Весь мир, казалось, съехал с катушек, очумел. Где, в чем смысл жизни? Кругом идут люди, гудят машины, мигают на перекрестках светофоры, торчат гаишники. И никому невдомек, что в багажнике лежит будущий кавказский пленник… Не было, не могло быть сейчас никакого ни гражданского права, ни Божьего! Ни Христос, ни Аллах, ни человеческий здравый смысл, ни гражданский закон — ничто из этого не двигало миром. Прихоть и расчет бандита — превыше всего. Превыше всего шесть граммов свинца в пуле к пистолету Макарова…
Алексей чувствовал, как разнесло губы, опух нос, запухал и правый глаз, наливалось подглазье. Еще недавно, суток не минуло, он сидел в бизнес-классе самолета кум-кумом, барин-барином, «клеил» стюардессу Юлию. Расточал комплименты. Держал в руках набитый долларами чемоданчик. С ним сидел Григорий Малина. Теперь его нет. Уже нет! Значит, не всё так уж и погано. Надо найти просвет и в этот просвет просочиться. Собраться с мыслями.

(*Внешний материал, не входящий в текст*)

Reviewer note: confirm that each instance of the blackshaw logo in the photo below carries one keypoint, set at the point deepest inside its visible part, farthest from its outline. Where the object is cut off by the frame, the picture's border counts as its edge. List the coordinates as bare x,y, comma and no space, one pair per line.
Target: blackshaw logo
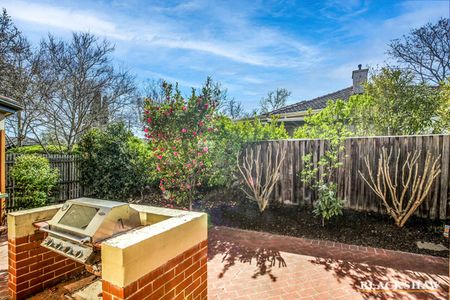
396,286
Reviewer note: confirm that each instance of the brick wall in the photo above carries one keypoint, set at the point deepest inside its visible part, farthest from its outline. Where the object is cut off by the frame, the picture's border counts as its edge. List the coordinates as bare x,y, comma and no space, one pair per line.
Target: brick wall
33,268
183,277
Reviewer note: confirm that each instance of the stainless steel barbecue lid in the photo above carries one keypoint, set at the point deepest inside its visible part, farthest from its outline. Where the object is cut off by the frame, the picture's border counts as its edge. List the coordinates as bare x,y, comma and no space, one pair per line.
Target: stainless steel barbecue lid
81,223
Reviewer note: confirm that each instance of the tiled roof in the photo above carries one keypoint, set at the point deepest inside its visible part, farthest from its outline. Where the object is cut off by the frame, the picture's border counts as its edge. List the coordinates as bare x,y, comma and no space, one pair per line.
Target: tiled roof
316,103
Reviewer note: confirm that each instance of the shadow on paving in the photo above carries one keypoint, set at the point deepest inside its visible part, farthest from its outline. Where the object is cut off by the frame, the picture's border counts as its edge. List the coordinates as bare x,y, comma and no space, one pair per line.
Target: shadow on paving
361,273
263,258
348,263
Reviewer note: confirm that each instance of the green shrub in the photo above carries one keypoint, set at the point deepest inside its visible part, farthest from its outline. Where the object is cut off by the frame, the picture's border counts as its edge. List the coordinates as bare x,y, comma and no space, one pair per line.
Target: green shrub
328,205
34,180
37,149
114,163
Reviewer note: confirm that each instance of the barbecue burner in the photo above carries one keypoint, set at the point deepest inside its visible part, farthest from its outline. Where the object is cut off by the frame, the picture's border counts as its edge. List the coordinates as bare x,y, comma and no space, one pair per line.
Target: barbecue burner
81,224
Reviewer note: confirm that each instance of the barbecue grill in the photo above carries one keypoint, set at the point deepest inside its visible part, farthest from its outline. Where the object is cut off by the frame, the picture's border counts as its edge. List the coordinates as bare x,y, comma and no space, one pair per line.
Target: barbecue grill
80,225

В действиях бандитов нет твердой логики, последовательности и трезвого расчета. Они предают друг друга, жадничают, действуют с показной жестокостью. Они не доводят дело до конца. В их промысле всегда будто бы заложен шанс провала. Это их не удивляет. Сорвалась рыба ну и… Проехали… Им нужны деньги сегодня, сейчас! Что будет завтра и наступит ли это завтра — им как будто до фени… Надо изменить расклад, в котором они держат его за жирного зайца.
Опять встряска, толчок в бок, опять — искры из глаз. Отдышался, снова прошиб пот.
Нечаянно, осененно — здесь, в душном багажнике, скрюченный Алексей вспомнил Наталью. В Новороссийске живет и работает костюмером в театре ее родная сестра Рада. Она гостила когда-то у них в Москве. Но чем может помочь нищая театралка Рада? Как до нее добраться? Мысли про Наталью привели его и к режиссеру Гордейчикову из московского «Свободного театра». Наталья была в труппе театра и в конце концов спуталась с этим режиссером. Патлатый, обросший как леший, прокуренный и небрежный до вызывающей небрежности, Гордейчиков мнил себя гением, искал неожиданные, эксцентрические ходы в известных классических пьесах. На все лады коверкал Шекспира, Гоголя, Чехова. Репетиции проводил ночью, чтобы актеры дурели от бессонницы, впадали в транс, в истерику, и в этом состоянии вытворяли что-нибудь «сверх-, экстра-, супер-…» Он с жаром настропалял труппу. Надо сломать зрителя! Подкупить, обмануть, изнасиловать, пусть он потащится за театром… Это как девственницу уламывать… Признавайся в любви, обещай золотые горы, а когда дело вышло — ты победитель! «Не колышет, что она осталась в дурах! По барабану, что у нее платье в крови! Победа в том, что оно уже в крови!» Трюкач режиссер, психолог пройдоха… А ведь он прав! Надо запутать Мустафу! Подольститься, подкупить, наобещать с три короба…
Опять — нырок, удар, и пот полился градом.